An intercompany agreement (also known as an “intragroup agreement” or “transfer pricing agreement”) is a (signed) contract between two or more related companies. This contract governs the terms (CG) of controlled transactions, such as the provision of goods or services from a company linked to another associated company. This page explains how to calculate arm-length royalties and use reliable comparable data to strengthen your trading position or ensure compliance with your transfer prices. License a patent for royalties: If you have invented a new product, you can either market it yourself or license the intellectual property rights of third parties. If you need price-compliant intercompany agreements for your controlled transactions, we have something for you… This model is part of the LCN Legal “Toolkits” of practical resources and intercompany agreements to facilitate the conclusion of intercompany agreements to support their transfer pricing compliance by companies and transfer pricing experts. For more information about the toolkit, click here. Intellectual property royalties are payments made by a licensee to a licensee in exchange for the exploitation of the licensee`s intellectual property. The term “transfer pricing” refers to the amount of money exchanged when two or more related companies trade with each other. It is generally used compared to multinationals (MNEs) …
A patent licensing agreement is a contract that defines the conditions under which a buyer can use a licensee`s patented product. Apple US, which owns the Apple brand, licenses Apple Netherlands to use the brand only in the Netherlands. It is important to ensure that intercompany agreements respect reality, comply with transfer pricing documentation and comply with market standards. With regard to the content of intercompany agreements, we highlight three fundamental principles: the proposals aim to complement the work of transfer pricing experts in setting up appropriate transfer pricing policies for business groups – not replacing them – including functional analysis of relevant activities and comparable research. LCN Legal does not offer tax or comparable advice. The best way to develop an intercompany agreement is to take a multidisciplinary approach. Tax and financial experts develop transfer pricing documentation, but may not have the expertise to establish legal documents. Similarly, lawyers are generally in the dark about transfer pricing rules. It is therefore important to ensure that the right people and skills are on board.
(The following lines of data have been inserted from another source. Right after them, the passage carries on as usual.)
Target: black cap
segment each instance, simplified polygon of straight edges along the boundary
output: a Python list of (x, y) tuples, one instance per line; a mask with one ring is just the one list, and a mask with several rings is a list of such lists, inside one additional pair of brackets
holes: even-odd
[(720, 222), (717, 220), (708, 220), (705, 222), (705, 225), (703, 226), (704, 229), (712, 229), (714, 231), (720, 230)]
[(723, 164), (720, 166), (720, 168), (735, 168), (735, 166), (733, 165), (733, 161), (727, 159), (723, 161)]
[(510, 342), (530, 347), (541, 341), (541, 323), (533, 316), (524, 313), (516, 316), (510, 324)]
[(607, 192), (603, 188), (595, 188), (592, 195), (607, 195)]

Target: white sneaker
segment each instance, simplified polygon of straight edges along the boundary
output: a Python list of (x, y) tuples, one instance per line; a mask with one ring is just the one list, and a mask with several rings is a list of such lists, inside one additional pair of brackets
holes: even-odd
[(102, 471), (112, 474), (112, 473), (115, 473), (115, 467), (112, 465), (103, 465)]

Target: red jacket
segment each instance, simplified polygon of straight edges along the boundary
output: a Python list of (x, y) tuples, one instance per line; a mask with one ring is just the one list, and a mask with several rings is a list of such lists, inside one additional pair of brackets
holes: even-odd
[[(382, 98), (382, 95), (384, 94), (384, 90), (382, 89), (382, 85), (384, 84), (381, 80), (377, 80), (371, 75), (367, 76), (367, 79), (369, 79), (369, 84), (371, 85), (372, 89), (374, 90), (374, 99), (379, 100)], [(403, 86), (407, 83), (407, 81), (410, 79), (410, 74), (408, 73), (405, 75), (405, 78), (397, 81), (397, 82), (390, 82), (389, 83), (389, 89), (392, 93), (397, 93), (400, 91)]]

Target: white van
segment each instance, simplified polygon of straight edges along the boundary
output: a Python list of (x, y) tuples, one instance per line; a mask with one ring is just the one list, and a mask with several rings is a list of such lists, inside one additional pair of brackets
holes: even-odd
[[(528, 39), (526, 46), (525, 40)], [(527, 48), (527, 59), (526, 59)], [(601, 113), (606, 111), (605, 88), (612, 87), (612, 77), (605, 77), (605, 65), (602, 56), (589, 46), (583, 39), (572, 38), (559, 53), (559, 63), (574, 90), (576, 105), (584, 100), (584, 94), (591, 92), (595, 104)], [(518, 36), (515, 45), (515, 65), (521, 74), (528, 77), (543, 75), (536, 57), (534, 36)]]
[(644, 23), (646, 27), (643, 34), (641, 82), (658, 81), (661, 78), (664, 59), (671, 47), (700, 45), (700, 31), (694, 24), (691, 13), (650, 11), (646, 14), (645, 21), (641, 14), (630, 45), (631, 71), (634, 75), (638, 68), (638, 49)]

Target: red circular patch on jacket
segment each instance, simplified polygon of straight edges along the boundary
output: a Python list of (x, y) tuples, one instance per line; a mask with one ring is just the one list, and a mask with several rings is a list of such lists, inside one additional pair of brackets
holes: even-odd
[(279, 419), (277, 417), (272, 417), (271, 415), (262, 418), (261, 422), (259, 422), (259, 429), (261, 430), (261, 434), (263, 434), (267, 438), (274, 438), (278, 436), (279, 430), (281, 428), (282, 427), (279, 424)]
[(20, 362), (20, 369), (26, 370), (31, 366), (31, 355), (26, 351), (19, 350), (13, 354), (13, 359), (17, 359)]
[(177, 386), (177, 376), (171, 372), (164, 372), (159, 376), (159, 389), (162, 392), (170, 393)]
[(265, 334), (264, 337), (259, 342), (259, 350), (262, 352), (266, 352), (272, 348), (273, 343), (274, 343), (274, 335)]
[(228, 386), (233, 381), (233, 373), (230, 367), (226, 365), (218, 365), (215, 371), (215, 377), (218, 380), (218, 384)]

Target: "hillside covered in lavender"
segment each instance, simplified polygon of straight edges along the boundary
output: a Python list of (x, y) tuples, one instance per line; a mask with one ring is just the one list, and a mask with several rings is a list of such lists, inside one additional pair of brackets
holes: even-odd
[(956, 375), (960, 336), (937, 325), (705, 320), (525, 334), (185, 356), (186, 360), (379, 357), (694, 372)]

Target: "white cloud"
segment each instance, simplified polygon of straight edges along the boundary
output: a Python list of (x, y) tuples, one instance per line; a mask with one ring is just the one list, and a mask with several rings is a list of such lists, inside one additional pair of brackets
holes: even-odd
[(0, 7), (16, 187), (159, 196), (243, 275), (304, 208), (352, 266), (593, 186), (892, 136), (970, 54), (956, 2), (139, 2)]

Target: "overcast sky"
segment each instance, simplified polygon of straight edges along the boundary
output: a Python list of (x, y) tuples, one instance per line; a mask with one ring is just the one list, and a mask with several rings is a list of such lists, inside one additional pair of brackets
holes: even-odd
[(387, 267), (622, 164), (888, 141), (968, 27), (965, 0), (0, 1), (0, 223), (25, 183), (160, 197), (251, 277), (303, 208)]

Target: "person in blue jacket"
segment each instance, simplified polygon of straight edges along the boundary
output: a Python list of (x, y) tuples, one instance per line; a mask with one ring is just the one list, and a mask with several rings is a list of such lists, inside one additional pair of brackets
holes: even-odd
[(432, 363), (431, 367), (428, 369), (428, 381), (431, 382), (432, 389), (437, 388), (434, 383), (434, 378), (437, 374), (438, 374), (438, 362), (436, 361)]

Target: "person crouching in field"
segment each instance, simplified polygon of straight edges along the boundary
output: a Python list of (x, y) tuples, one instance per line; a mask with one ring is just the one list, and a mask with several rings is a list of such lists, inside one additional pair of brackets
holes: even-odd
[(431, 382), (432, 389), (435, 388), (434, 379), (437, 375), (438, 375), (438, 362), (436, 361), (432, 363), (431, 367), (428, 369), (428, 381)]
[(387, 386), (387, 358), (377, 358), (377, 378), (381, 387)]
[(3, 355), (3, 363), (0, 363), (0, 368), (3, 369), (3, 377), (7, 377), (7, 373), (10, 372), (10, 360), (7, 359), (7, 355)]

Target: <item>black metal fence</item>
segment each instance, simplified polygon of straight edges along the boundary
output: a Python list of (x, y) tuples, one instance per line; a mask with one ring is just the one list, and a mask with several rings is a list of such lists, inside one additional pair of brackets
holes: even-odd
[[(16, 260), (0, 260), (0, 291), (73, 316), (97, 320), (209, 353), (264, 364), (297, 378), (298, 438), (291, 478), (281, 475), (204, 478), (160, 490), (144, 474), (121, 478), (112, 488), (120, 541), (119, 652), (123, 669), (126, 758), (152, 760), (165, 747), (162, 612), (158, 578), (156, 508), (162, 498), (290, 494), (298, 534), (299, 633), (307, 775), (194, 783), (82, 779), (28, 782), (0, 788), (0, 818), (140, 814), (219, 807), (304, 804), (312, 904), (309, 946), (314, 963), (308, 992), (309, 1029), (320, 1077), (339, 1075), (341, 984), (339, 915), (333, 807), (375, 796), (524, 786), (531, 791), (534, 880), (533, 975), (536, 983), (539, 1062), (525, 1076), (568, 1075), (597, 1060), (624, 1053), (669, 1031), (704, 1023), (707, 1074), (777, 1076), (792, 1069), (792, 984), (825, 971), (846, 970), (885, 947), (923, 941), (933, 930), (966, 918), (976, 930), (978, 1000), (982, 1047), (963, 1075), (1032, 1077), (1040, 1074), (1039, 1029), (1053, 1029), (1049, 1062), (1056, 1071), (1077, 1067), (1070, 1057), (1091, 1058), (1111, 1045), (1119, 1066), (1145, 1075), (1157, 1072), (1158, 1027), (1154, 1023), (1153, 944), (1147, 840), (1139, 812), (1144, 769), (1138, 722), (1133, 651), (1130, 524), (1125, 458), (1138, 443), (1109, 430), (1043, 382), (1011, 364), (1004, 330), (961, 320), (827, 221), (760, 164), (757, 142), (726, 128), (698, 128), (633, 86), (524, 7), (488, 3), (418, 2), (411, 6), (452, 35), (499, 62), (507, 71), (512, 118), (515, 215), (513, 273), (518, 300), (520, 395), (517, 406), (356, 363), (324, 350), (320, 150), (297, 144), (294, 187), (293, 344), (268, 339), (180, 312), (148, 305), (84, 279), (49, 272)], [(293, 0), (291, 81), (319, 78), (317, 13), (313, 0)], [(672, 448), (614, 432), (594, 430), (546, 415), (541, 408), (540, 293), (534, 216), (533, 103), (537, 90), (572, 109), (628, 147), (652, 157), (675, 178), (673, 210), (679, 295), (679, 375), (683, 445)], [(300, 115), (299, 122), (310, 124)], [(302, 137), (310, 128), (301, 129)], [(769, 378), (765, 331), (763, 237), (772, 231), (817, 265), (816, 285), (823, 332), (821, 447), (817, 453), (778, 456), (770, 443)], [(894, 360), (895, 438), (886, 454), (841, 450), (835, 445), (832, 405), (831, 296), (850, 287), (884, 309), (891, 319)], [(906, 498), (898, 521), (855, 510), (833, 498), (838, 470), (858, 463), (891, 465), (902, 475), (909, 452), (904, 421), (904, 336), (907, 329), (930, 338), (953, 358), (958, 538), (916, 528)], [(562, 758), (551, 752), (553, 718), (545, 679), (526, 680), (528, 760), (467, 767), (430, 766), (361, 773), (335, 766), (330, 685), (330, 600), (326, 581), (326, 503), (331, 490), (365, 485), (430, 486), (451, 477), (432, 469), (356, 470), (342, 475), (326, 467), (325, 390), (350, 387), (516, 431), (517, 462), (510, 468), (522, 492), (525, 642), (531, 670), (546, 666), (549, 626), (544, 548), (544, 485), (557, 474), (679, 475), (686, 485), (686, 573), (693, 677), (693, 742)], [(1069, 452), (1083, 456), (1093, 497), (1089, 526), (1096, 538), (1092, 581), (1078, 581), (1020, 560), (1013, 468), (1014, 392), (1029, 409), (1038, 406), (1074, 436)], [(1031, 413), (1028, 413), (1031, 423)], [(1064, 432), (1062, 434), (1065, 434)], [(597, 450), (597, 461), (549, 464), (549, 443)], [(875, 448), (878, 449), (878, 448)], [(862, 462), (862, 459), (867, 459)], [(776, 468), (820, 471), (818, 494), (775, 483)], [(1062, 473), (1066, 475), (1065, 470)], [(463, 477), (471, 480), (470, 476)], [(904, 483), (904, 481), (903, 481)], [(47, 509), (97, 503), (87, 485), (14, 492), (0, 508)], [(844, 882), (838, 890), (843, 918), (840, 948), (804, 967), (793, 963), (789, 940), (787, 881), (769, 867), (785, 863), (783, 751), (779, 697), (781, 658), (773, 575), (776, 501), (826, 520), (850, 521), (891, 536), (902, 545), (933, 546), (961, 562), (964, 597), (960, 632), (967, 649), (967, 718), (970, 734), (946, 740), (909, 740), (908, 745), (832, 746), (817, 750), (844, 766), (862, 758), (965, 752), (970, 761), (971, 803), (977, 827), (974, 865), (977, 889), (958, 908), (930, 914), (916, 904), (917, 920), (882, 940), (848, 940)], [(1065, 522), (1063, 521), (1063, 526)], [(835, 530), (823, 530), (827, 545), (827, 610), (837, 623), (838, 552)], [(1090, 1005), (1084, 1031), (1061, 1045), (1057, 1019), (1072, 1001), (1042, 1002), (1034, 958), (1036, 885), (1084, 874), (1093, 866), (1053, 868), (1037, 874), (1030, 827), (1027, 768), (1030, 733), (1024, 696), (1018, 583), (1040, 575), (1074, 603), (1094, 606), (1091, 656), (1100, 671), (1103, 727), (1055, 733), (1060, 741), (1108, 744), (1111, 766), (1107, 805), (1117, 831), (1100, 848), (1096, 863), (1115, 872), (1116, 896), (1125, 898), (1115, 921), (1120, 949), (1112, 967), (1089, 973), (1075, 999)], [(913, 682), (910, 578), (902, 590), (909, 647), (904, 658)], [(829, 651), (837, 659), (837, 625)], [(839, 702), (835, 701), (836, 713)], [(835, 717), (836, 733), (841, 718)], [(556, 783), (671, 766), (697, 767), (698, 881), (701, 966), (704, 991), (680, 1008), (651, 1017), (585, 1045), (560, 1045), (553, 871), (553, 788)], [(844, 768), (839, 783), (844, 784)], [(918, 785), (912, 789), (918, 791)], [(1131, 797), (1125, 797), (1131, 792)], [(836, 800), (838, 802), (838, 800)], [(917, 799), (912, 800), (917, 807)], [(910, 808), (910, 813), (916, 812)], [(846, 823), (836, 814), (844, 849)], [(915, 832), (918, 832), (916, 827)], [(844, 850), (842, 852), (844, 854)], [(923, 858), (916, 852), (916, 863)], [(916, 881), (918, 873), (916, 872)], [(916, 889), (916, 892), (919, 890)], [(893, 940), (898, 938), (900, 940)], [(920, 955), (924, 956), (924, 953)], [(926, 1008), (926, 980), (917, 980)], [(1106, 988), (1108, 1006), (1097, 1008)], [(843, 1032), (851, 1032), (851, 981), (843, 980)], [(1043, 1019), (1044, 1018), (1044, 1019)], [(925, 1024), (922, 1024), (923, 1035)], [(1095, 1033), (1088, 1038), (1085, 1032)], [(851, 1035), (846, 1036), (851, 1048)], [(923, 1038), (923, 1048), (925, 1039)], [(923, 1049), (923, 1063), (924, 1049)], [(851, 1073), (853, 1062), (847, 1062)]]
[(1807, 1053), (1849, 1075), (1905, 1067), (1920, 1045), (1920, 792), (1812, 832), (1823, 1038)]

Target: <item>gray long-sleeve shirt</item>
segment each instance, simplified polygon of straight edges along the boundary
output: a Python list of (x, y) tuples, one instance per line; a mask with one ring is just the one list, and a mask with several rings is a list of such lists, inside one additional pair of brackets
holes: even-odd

One day, the tax authorities knock on the door to find out about transfer pricing rules and their documentation. Pjotr Plastic informs them that there is documentation on transfer pricing, but there are no intercompany agreements proving that all related companies have approved transfer pricing agreements. The content of intercompany agreements depends largely on the nature of the controlled transaction and the jurisdictions in which the controlled transactions take place. Complex controlled transactions, such as the licensing of intellectual property. B require detailed contracts. Contracts for simple controlled transactions, such as the provision of administrative services, are. B can be maintained easily.